Golf games are a dime a dozen, it seems. Occasionally, a fresh rendition of the old game comes along, such as the fairly recent Mario Golf. For the most part, though, golf translates blandly into video game form, and Peter Jacobsen's Golden Tee Golf is a blatant example of that fact. There's nothing interesting or engaging about the gameplay or features. Like too many sports games, Golden Tee's appeal is apparently meant to stem from its use of a major sports figure's name. Name recognition alone doesn't make a good game, though, as any discerning gamer will realize after only a few minutes with this one.
Golden Tee Golf starts off as any golf game might. Choose one to four players, name each one, and pick a type of game to play. The choices are standard for the most part: play nine or 18 holes by yourself, or opt for a full tournament game against other players or computer-controlled opponents. A speed round times your game, if you're into playing golf against the clock. Finally, "club roulette" presents you with a fast-scrolling club selector; hit a button to select, and then play the shot with the club you've picked. All par for the golf video game course, which isn't necessarily a bad thing.
It's not a bad thing, that is, until you get to the meat of Golden Tee Golf. Playing a hole is as simple as picking a club, angling your player toward the hole, hitting one button, then hitting another. Following this simple prescription will typically bring you in at or under par on any given hole. The recommended club is usually perfectly adequate for any given situation, which is nice for novices but will bore the avid golfer. Variables like wind seem to make only minimal difference in lining up and executing a shot. Determining the force of your stroke is accomplished by hitting a button to initiate the stroke meter, then hitting another button when the indicator on the minimap has reached approximately where you want the shot to land. There's just not much technique involved in playing Golden Tee.

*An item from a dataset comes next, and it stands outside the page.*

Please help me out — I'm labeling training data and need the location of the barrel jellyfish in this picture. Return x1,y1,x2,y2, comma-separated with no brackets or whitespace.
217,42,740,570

The game's graphics and sound don't help matters much, either. It's really surprising that a game created this late in the PlayStation's life looks so bad. Everything has a very cheap, low-resolution look, from the sparsely animated golfer to the blocky sprites that represent world objects like trees. The frame rate on course flybys is amazingly low, too - though the game doesn't appear to be pushing the PlayStation hardware particularly hard. The game does feature narration by Peter Jacobsen, but as mentioned before, such novelties are no boon in an already bad game. To be frank, Golden Tee Golf isn't much fun to play or look at.
Golden Tee Golf doesn't contain anything that warrants a recommendation. It's a boring game in a genre already void of excitement, and that makes it far too dull to sit through for an extended period of time. There are certainly better golf games out there, so if that's your thing, you should pass on Golden Tee Golf.